Veltchaninov ne put s'empêcher d'observer attentivement Katerina Fédoséievna. Elle voyait maintenant, à n'en pas douter, qu'il n'était pas venu pour elle, et qu'il s'intéressait très fort à Nadia; mais son visage restait aussi doux et aussi calme qu'auparavant. Elle était, semblait-il, tout heureuse d'être auprès d'eux et d'entendre ce que disait le nouvel hôte; elle-même, la pauvre fille, elle était incapable de se mêler adroitement à la conversation.
– Quelle excellente fille, que votre sœur Katia, dit tout bas Veltchaninov à Nadia.
– Katia! mais il n'est pas possible d'être meilleure qu'elle! C'est notre ange à toutes, et je l'adore, répondit-elle avec chaleur.
À cinq heures, on servit le dîner. Évidemment, on s'était mis pour l'hôte en frais extraordinaires. On avait ajouté au menu habituel deux ou trois plats très recherchés; l'un d'eux était même si bizarre que personne ne parvint à l'avaler. En outre des vins ordinaires, on servit une bouteille de tokai; au dessert, sous un prétexte quelconque, on versa du champagne.
Le vieux Zakhlébinine, après avoir bu un peu plus que d'habitude, était plein d'entrain, et riait à tout ce que disait Veltchaninov. À la fin, Pavel Pavlovitch ne put plus se retenir: il voulut, lui aussi, produire son effet, et lança un calembour; ce fut aussitôt un violent éclat de rire à l'extrémité de la table où il était assis, près de madame Zakhlébinine.
– Papa! Papa! Pavel Pavlovitch vient de faire un calembour, crièrent ensemble deux fillettes.
– Ah! il fait des calembours, lui aussi! Eh bien, voyons ce calembour! dit le vieux, de sa voix grave, en se tournant vers Pavel Pavlovitch, et en souriant complaisamment, de confiance.

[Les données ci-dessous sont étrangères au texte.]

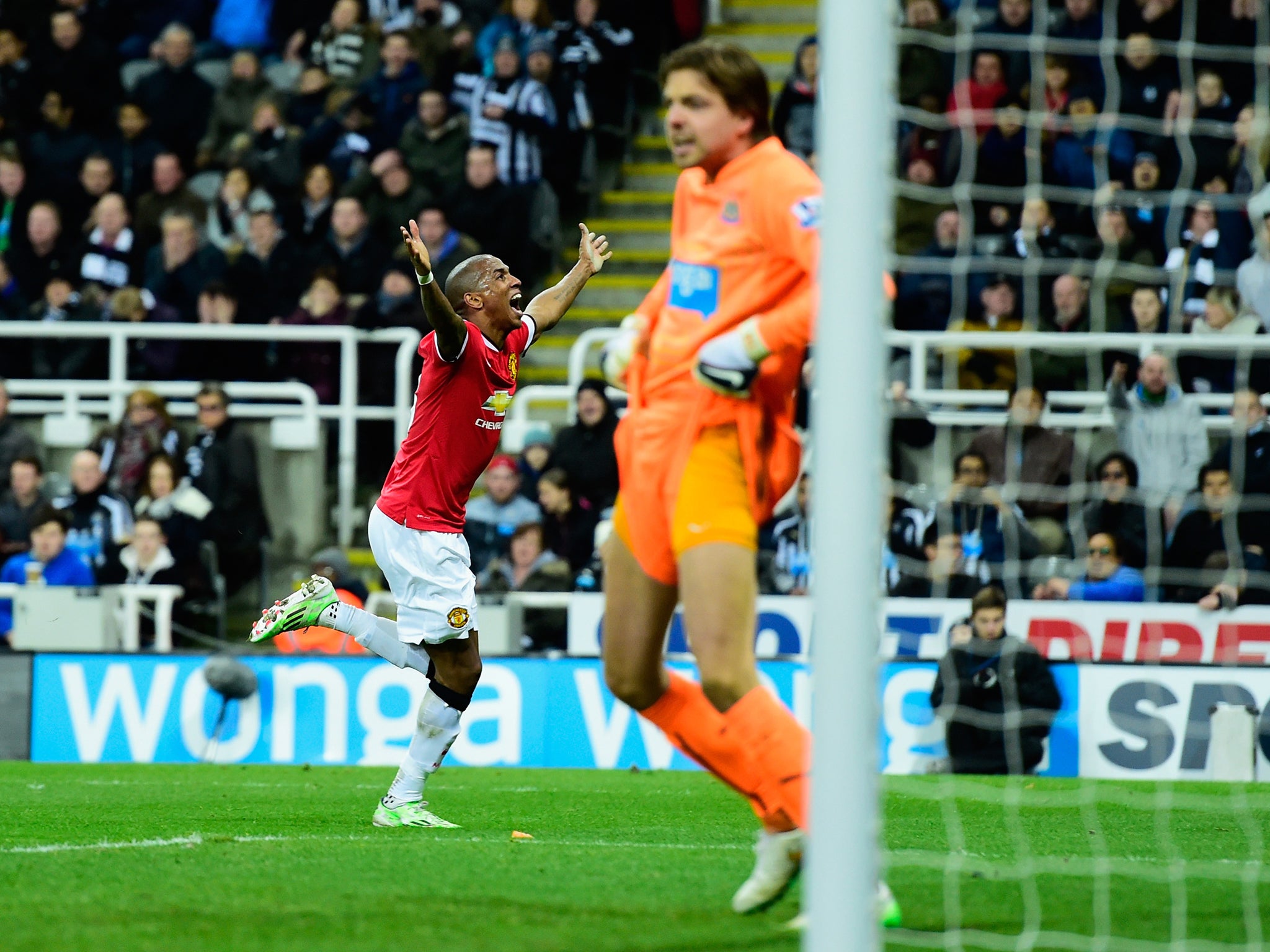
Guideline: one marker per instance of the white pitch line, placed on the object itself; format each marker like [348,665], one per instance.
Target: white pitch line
[106,844]
[197,839]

On eut peine à lui faire comprendre en quoi consistait le jeu de mots; quand il eut enfin compris:
– Ah! ah! parfaitement, fit-il… Enfin! une autre fois il trouvera mieux.

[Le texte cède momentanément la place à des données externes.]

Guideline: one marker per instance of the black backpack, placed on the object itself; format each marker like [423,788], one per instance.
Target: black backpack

– Que voulez-vous, Pavel Pavlovitch? on ne peut avoir tous les talents à la fois, dit très haut, sur un ton railleur, Maria Nikitichna. – Ah! mon Dieu! voilà qu'il s'étrangle avec une arête! s'écria-t-elle; et elle sauta de dessus sa chaise.
Il y eut un branle-bas général: c'était tout ce qu'elle voulait. Pavel Pavlovitch, après son effet manqué, avait voulu cacher sa confusion en vidant son verre, et avait avalé de travers; mais Maria Nikitichna cria à tous les échos que «c'était bien une arête, qu'elle en était sûre, et qu'on a vu des gens mourir de cela».

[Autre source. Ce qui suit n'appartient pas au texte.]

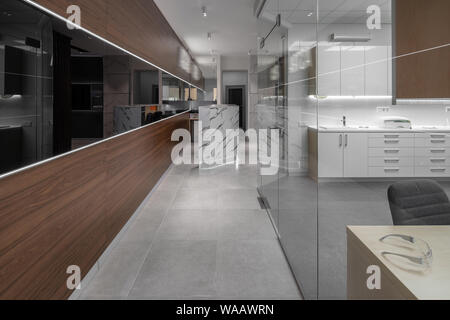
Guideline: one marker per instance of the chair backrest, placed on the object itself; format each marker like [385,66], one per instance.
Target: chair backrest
[419,202]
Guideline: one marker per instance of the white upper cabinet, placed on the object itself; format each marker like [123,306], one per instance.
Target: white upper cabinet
[376,71]
[352,71]
[329,68]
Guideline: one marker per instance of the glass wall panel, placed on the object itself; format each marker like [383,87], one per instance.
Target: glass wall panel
[286,79]
[354,82]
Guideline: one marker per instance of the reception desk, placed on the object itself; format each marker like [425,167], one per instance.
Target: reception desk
[398,281]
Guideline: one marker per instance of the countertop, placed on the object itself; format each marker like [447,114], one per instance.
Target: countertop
[353,129]
[432,283]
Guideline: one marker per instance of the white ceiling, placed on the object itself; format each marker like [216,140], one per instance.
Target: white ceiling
[235,29]
[232,24]
[330,11]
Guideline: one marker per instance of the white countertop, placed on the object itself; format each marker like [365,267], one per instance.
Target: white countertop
[363,129]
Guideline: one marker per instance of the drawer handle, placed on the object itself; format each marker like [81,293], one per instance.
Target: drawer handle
[391,150]
[391,160]
[437,150]
[438,160]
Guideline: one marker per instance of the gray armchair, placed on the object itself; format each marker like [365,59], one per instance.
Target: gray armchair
[419,202]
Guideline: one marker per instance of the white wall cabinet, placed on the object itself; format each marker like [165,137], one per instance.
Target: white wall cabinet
[354,71]
[329,68]
[376,69]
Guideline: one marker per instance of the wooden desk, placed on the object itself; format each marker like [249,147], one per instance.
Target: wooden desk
[364,249]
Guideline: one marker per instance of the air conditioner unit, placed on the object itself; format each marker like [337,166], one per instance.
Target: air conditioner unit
[350,38]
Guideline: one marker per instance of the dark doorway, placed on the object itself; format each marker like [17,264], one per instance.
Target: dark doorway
[236,96]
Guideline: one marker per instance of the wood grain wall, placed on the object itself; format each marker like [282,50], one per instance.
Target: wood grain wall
[422,25]
[136,25]
[67,211]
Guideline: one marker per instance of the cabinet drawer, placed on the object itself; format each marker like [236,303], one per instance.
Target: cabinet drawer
[430,135]
[432,171]
[381,172]
[432,161]
[391,142]
[391,135]
[391,152]
[391,162]
[432,152]
[432,142]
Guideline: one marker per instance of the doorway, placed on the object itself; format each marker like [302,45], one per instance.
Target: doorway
[236,95]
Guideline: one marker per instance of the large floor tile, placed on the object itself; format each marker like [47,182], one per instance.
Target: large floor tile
[190,225]
[177,269]
[144,228]
[116,277]
[253,269]
[245,225]
[196,199]
[239,199]
[160,200]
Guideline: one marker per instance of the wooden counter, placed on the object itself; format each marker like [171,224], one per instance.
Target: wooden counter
[364,250]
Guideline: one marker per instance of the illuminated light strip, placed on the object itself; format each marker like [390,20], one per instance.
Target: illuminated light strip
[348,97]
[77,27]
[5,175]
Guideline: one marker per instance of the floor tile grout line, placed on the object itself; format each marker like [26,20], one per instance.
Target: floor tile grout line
[169,207]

– Il faut lui taper dans le dos, fit quelqu'un.
– Oui, oui, parfaitement, approuva Zakhlébinine.
Et l'on se jeta sur le malheureux: Maria Nikitichna, la petite rousse, et jusqu'à la mère, tout effrayée, c'était à qui lui taperait dans le dos.
Pavel Pavlovitch dut se lever de table et s'enfuir. Quand il revint, il expliqua longuement qu'il n'avait fait qu'avaler du vin de travers. Alors seulement on comprit que tout cela n'était qu'un mauvais tour, de Maria Nikitichna.